Hackathons in the city usually conjure images of spaces in Manhattan or downtown Brooklyn. But Jerelyn Rodriguez, 26, organizer for the event, wanted to shake that perception. “I wanted to have a hackathon at a community-based organization in the South Bronx that exposed community members to this type of event,” she said.

Hackers worked from 10 a.m. to 8 p.m. Emily Jung, 16, traveled from Brooklyn to participate. “I never really coded before and wanted to learn,” she said. Jung’s team worked on a Metrocard sharing system to reduce the cost for people in poverty.

Bronx hackathon

Participants of the hackathon work on a video to create awareness about environmental justice.

The teams included young people of color but the room was overwhelmingly male.

Young women present explained why women entering the tech industry was important.  “To be honest I want more women to get into technology. I want it to be more females and males so it’s a balance,” Jung said.

Samantha Robinson, 17, of Westchester County, said that while she had a lot of friends interested in technology, they’re not always encouraged. “I’m not a big tech person but I would like to get more into it to have these skills to use in my life,” she said. Her group created a video that explained the effects of river pollution.

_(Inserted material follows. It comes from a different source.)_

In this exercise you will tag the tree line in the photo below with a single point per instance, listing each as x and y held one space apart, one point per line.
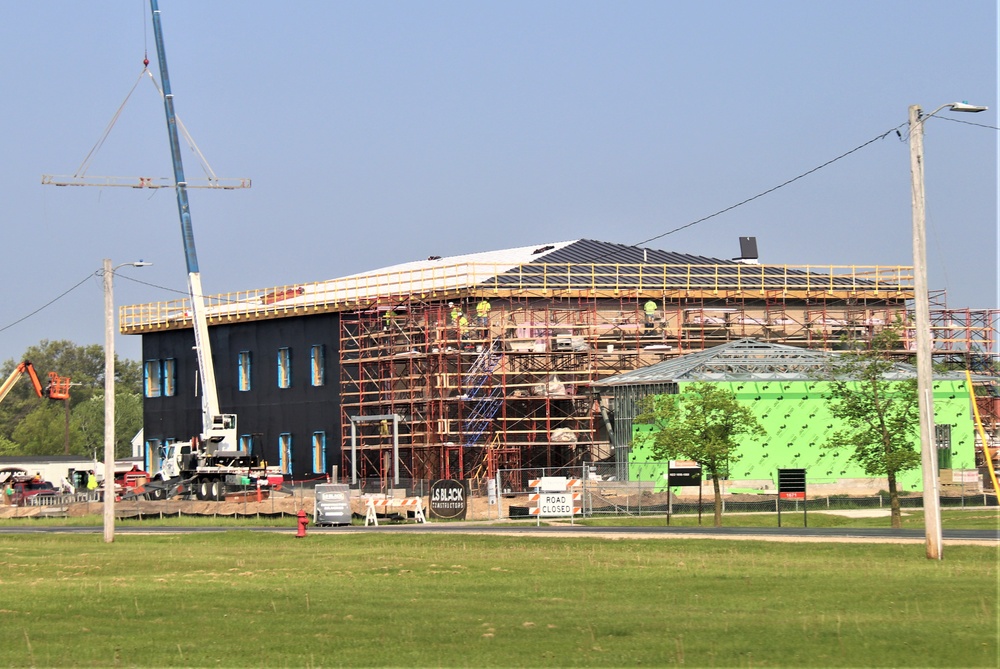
30 425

Guessan Effi of The Knowledge House, which helped stage the event, says her mechanical engineering classes at City College are overwhelmingly full of men. But, she says, the woman who do stick out studying science, technology, engineering and math will have the most resources. “They’re going to have that support to keep them and push them on,” said Effi, 19.

As the day progressed, teams worried that they wouldn’t finish their projects. Rodriguez said attendees shouldn’t stop working.

“We hope that the attendees take their ideas and keep developing them further so that people actually use them. And that they become solutions,” she said.